HM Revenue and Revenue's increased use of powers to seize assets from late-paying businesses is driving small firms to insolvency, according to experts.
The number of times HMRC has used its laws to take over assets from late-paying companies has quadrupled in two years, rising to 7,004 in the 12 months to April 2011 from 1,675 cases two years ago, reported law firm McGrigors.
The department's seizure of key assets that help a business trade through its difficulties is ‘overzealous’, and forcing businesses that might otherwise recover to close, warned McGrigors.

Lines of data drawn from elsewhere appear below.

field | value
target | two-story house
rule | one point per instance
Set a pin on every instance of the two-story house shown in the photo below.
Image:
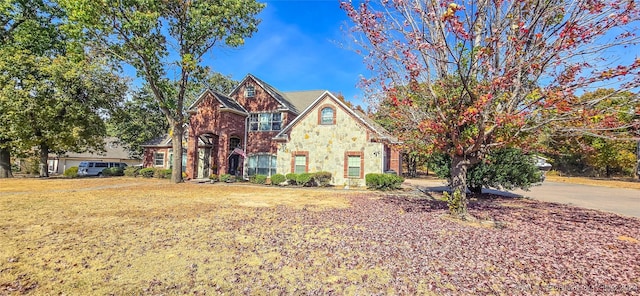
(257, 129)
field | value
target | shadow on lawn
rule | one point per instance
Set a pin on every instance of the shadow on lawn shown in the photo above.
(505, 206)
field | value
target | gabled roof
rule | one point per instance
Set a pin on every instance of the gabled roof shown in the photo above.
(226, 101)
(302, 99)
(292, 101)
(380, 132)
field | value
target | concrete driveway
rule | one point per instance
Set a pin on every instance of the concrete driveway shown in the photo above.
(616, 200)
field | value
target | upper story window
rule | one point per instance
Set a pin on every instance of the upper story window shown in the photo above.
(327, 115)
(158, 159)
(265, 122)
(250, 91)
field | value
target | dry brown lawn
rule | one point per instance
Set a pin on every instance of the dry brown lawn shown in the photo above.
(126, 236)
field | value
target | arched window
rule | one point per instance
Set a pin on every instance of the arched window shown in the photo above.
(250, 91)
(327, 115)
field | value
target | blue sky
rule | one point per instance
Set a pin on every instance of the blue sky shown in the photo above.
(297, 47)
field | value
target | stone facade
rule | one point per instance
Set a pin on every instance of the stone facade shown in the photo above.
(211, 130)
(220, 123)
(327, 147)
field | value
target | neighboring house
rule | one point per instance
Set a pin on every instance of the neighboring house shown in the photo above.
(114, 152)
(256, 129)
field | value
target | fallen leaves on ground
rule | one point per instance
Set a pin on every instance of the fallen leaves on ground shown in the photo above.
(154, 238)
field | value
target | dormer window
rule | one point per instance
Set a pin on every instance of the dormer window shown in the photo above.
(250, 91)
(327, 116)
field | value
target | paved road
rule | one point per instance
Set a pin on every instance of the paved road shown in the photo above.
(616, 200)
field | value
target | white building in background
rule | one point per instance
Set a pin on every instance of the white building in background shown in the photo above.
(113, 153)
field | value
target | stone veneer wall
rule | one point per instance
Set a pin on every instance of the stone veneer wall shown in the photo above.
(327, 145)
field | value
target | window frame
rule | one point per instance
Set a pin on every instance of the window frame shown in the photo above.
(294, 165)
(321, 118)
(250, 91)
(155, 159)
(265, 122)
(271, 164)
(347, 168)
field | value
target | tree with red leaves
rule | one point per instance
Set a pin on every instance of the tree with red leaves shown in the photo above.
(489, 73)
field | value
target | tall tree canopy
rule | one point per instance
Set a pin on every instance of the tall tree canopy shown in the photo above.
(492, 72)
(165, 41)
(139, 120)
(53, 95)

The firm also argued that the 'aggresive approach' directly contradicts HMRC's
‘Time to Pay' scheme, which aims to support small businesses through the negotiation of late payments.

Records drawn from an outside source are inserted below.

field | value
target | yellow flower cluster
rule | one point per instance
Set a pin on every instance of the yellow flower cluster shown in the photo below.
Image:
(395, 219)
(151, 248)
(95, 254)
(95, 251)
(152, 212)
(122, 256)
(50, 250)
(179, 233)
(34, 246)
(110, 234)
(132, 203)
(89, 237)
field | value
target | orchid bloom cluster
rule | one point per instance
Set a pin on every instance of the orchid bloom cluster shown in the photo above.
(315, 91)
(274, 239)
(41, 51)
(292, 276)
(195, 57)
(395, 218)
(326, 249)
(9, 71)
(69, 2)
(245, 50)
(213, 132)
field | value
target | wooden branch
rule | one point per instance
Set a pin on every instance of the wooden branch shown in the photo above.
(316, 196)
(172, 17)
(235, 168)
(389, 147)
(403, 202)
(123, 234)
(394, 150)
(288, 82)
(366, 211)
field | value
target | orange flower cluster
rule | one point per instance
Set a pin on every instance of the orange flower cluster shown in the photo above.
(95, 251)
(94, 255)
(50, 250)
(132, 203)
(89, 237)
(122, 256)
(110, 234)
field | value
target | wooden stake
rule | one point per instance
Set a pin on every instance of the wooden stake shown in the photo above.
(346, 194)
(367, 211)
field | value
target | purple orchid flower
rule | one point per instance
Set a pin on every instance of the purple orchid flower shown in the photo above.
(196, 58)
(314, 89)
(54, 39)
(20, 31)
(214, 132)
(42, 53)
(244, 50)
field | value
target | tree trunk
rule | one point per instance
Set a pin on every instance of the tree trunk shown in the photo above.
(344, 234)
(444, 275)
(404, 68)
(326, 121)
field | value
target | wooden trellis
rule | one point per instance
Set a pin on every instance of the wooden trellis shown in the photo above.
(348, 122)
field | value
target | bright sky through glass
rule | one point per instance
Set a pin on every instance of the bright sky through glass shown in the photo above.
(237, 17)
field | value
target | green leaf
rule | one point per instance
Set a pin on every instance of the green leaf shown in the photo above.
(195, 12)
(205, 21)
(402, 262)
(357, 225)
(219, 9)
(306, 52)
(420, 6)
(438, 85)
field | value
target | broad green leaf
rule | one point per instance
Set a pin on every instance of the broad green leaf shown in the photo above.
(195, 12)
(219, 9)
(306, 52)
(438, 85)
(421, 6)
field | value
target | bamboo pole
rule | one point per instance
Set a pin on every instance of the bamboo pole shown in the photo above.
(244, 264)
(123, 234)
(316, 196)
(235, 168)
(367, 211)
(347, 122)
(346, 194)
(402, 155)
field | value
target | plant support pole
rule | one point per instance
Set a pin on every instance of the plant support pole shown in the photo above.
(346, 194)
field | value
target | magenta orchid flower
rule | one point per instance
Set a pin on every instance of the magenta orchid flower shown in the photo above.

Stuart McNeill from McGrigors said: "If they don’t take an informed commercial view they may be dealing the killer blow to some companies with a good chance of survival and increasing the unemployment figures to boot.

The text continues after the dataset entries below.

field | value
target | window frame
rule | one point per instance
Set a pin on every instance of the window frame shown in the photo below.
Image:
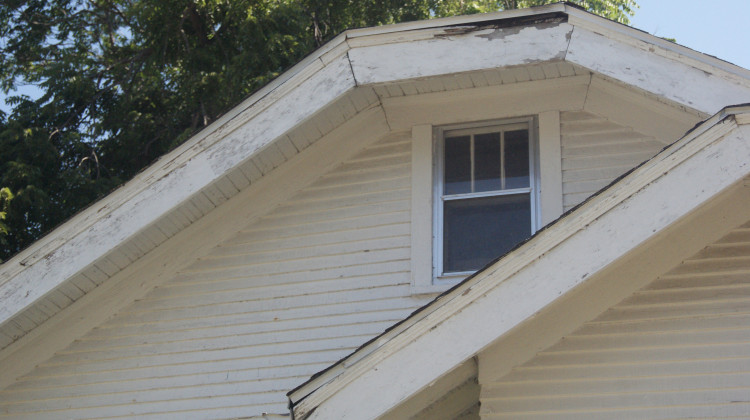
(440, 278)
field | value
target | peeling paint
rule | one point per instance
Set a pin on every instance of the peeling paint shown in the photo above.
(502, 33)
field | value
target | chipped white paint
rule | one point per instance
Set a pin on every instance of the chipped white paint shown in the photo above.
(653, 73)
(523, 285)
(676, 347)
(181, 250)
(157, 198)
(251, 318)
(446, 53)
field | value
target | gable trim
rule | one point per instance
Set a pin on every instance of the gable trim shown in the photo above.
(514, 281)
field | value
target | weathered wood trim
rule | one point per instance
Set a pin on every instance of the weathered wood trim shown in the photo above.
(408, 28)
(152, 195)
(421, 208)
(550, 166)
(518, 286)
(455, 54)
(657, 45)
(666, 77)
(177, 252)
(633, 109)
(616, 282)
(494, 102)
(434, 392)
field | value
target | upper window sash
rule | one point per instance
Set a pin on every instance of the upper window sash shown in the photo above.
(531, 189)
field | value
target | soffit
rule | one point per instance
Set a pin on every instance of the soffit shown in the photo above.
(713, 154)
(267, 129)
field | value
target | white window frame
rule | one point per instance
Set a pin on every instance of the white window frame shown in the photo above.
(423, 158)
(439, 277)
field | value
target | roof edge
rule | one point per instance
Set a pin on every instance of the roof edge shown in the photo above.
(329, 382)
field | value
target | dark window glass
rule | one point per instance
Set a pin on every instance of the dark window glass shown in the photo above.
(457, 165)
(516, 159)
(487, 162)
(478, 230)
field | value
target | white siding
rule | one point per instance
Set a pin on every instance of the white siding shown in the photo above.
(229, 336)
(680, 347)
(596, 151)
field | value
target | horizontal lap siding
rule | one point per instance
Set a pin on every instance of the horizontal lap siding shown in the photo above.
(595, 152)
(229, 336)
(678, 348)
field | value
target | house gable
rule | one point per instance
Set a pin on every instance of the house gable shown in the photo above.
(179, 217)
(516, 288)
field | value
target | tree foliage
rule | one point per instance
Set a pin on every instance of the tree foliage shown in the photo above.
(125, 81)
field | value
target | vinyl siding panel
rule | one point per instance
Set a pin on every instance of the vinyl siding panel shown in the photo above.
(678, 348)
(596, 151)
(284, 298)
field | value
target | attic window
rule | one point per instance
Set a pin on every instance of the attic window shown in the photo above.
(484, 195)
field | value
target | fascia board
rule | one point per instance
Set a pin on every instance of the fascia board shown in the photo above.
(663, 76)
(620, 31)
(484, 48)
(454, 21)
(518, 285)
(171, 181)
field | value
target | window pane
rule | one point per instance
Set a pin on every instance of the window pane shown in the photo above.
(477, 230)
(457, 165)
(516, 159)
(487, 162)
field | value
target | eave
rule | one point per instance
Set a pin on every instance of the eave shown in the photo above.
(257, 136)
(519, 286)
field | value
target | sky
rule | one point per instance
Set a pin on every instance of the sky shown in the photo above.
(719, 28)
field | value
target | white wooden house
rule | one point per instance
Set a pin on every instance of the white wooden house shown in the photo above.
(313, 228)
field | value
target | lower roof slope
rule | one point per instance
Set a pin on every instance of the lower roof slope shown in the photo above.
(258, 135)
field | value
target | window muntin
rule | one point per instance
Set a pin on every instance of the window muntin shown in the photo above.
(485, 195)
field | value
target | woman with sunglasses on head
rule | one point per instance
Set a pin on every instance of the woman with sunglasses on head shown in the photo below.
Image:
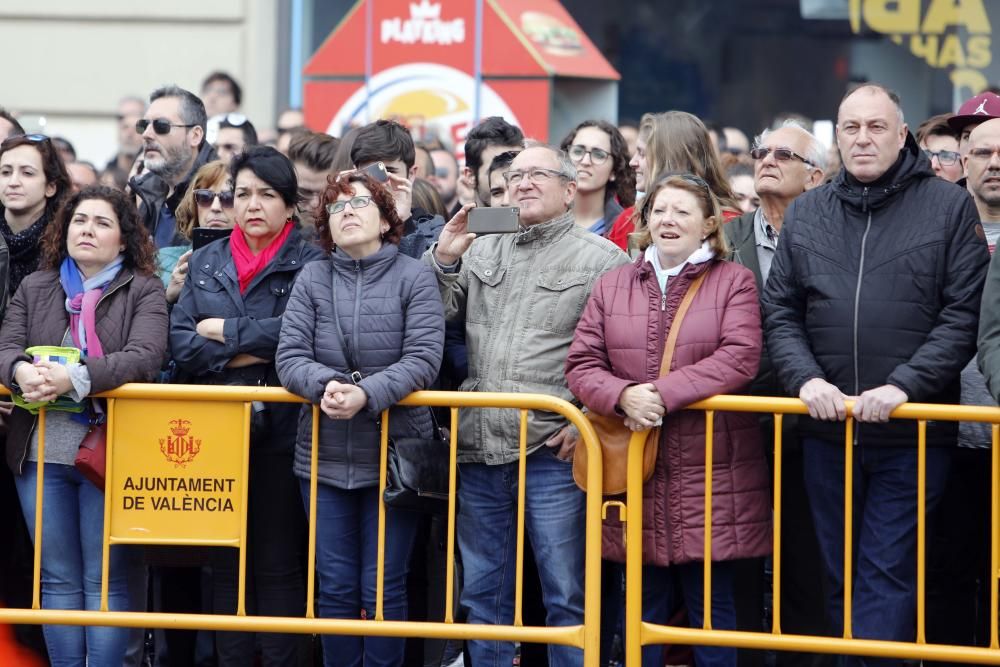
(97, 292)
(605, 181)
(33, 184)
(208, 203)
(224, 330)
(614, 368)
(364, 328)
(673, 142)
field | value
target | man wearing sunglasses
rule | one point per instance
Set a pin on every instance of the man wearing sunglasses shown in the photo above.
(174, 148)
(873, 297)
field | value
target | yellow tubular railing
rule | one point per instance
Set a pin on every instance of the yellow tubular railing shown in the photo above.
(639, 633)
(585, 636)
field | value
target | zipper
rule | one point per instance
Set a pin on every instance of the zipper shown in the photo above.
(857, 302)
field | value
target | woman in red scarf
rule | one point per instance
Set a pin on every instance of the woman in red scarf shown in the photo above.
(224, 330)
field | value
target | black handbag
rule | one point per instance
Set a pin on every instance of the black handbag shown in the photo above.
(417, 469)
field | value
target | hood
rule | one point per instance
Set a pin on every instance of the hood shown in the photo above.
(911, 166)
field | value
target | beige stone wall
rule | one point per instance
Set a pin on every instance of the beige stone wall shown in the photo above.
(70, 61)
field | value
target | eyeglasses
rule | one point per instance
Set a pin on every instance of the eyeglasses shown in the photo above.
(160, 125)
(356, 202)
(204, 198)
(597, 155)
(946, 158)
(780, 154)
(18, 138)
(537, 176)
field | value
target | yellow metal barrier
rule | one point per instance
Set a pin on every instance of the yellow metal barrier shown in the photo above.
(639, 633)
(585, 636)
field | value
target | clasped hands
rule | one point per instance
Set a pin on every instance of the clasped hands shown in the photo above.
(42, 381)
(341, 400)
(826, 402)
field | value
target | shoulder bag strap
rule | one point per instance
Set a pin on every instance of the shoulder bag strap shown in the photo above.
(675, 326)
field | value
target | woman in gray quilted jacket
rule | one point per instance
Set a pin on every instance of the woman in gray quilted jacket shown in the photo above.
(361, 330)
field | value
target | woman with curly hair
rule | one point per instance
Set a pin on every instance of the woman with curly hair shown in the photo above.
(97, 292)
(363, 329)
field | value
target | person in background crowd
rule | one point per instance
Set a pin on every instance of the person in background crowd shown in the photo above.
(33, 185)
(740, 177)
(508, 287)
(939, 142)
(883, 215)
(787, 162)
(445, 179)
(312, 155)
(224, 330)
(174, 148)
(81, 174)
(208, 202)
(8, 125)
(492, 136)
(958, 542)
(630, 131)
(613, 367)
(96, 253)
(130, 110)
(396, 347)
(221, 94)
(390, 143)
(673, 141)
(499, 195)
(235, 134)
(605, 181)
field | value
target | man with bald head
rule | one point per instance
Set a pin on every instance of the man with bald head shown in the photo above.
(874, 296)
(520, 296)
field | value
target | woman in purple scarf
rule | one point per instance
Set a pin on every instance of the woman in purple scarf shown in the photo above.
(97, 292)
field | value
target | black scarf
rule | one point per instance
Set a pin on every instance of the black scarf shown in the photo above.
(25, 249)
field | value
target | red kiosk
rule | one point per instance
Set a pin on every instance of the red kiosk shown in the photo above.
(439, 66)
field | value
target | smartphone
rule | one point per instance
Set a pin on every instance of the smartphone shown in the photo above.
(495, 220)
(377, 171)
(202, 236)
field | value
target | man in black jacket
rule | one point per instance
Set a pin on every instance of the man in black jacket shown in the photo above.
(874, 296)
(173, 149)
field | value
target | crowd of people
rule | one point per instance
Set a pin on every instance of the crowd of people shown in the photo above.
(655, 265)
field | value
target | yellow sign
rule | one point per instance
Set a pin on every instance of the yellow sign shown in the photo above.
(176, 473)
(935, 34)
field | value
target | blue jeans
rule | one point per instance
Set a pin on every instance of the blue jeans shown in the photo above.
(487, 538)
(72, 538)
(346, 561)
(885, 539)
(664, 589)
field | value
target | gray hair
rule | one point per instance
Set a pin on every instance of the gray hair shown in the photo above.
(192, 109)
(815, 152)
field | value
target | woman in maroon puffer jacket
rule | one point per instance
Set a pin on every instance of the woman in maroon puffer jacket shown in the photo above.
(613, 367)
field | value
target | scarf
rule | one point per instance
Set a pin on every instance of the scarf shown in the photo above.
(25, 249)
(699, 256)
(249, 265)
(82, 296)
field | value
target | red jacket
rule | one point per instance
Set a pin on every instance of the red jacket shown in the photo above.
(619, 342)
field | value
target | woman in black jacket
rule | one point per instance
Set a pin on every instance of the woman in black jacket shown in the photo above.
(224, 330)
(363, 329)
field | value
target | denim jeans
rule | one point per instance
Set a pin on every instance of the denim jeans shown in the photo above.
(487, 537)
(346, 561)
(72, 539)
(664, 589)
(885, 539)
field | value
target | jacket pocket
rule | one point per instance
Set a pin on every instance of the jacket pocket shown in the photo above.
(557, 300)
(482, 307)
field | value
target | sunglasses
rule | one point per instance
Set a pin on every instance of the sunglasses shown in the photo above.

"Anecdotal evidence suggests that businesses who repaid debts once before under the ‘Time to Pay scheme’ are now finding it nearly impossible to get a second chance to use the scheme, despite their track record of repayment."
"Combined with the increased use of distraint, this could mean that viable businesses are being denied a vital life line," said McNeill.
Responding to the claim, a HMRC spokesperson told BusinessZone.co.uk's sister site AccountingWEB.co.uk: "The number of distraint visits has increased but cases where this leads to seizures is very small. In 99% of cases, HMRC receives the money owed before having to seize assets.
"HMRC is becoming more efficient in seizing money, that's our job, but seizing assets is the last resort. HMRC purely uses its powers to seize assets of businesses who owe us tax when all other avenues have been entirely exhausted."